Dimitriou rolled his eyes. ‘I thought you were supposed to be the numbers fella. How many women serial killers are there?’
Pryce smiled. ‘Okay, it’s probably a male. But Heidi’s right – he might not be a murderer.’
‘Maybe,’ said Dimitriou. ‘But if he’s not murdering them, and he’s not demanding money, then what are we looking at?’
Jo could think of some pretty horrific alternatives. Cases of imprisonment and rape were rare, and she’d been lucky enough never to work on one. All i
t took though was a psychopath with the right opportunity. When a person was unencumbered by a moral compass, they really were capable of anything.
‘Come to think of it, professor,’ said Dimitriou. ‘You own a dark car. Where were you between the hours of say, seven and eight this morning?’
‘In bed,’ said Pryce. ‘Waiting for your mother to bring me breakfast.’
‘Touché!’ said Heidi.
Dimitriou looked impressed. ‘He’s learning! Right, I’m off to see about this fitness group.’

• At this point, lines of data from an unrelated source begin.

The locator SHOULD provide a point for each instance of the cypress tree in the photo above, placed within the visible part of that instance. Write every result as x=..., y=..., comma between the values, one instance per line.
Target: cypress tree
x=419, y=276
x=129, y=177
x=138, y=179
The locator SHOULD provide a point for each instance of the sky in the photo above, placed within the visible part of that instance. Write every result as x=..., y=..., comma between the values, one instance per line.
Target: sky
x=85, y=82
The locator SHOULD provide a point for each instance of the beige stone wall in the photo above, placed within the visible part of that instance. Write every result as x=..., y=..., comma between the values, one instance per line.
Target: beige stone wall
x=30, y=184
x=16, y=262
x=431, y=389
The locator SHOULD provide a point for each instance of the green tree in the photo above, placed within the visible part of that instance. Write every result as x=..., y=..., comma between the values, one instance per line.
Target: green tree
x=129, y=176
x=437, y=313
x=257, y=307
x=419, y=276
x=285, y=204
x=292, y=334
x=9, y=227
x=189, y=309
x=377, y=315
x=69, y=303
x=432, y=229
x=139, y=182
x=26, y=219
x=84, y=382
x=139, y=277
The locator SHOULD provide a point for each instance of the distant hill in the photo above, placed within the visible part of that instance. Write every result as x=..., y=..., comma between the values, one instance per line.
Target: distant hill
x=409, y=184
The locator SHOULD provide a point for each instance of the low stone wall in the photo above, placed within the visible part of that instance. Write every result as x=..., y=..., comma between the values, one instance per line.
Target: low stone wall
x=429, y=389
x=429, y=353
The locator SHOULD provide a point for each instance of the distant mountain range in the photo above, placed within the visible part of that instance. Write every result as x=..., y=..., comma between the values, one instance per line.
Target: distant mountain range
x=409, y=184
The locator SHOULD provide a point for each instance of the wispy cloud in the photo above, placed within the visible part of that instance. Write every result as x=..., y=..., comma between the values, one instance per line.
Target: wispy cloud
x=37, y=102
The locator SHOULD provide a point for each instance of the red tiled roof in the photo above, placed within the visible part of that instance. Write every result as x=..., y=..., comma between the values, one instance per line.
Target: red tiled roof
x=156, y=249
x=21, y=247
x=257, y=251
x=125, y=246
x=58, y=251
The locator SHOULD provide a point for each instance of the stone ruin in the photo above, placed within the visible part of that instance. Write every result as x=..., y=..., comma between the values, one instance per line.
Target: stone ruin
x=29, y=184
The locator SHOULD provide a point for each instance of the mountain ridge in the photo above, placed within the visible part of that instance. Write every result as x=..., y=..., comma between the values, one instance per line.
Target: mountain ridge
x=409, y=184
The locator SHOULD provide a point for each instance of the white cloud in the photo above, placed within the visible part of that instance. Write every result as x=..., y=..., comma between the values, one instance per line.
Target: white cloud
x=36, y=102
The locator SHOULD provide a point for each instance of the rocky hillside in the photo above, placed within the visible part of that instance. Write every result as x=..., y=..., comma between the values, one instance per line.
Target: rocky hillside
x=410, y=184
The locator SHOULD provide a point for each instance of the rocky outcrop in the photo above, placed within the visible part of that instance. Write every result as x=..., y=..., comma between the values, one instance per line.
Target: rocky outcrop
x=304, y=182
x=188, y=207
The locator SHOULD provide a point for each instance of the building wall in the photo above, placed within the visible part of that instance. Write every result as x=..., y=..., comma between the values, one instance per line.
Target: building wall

They got back to work, making calls, liaising with uniform patrols, gathering intelligence where they could. Carrick returned just before midday, having logged the evidence from the alley. He’d spoken to Rita’s parents, who were understandably in pieces, and completely in the dark about any possible hostility towards their daughter. A search of Rita’s room had told them nothing new. She was by all accounts an exemplary student.
At one pm, they heard the first story on the local radio news. The comms team must’ve worked their magic, because the coverage was muted indeed. Malin Sigurdsson wasn’t even mentioned, and Rita was officially a missing person rather than a victim of any sort of assault. Her parents led an appeal for their daughter to get in touch as soon as possible. The Natalie Palmer hit and run didn’t make the programme either.
They’re trying to hide any connection at all.
And why wouldn’t they? Oxford was its colleges in many ways. The streets were named after them, visitors flocked to them, half the city’s economy was geared to serving them. Jo saw the logic of not spreading panic, based on a theory that was as yet distinctly shaky to say the least. Even if they were dealing with one kidnapper, it might simply be that the colleges had offered him the easiest pickings. And until they spread the word, that would remain the case. There were thirty-eight colleges in all, the majority clumped within a square mile, with a few satellites on the roads out of the city. Far too many to effectively monitor. But each would have staff and students spread out much further afield anyway.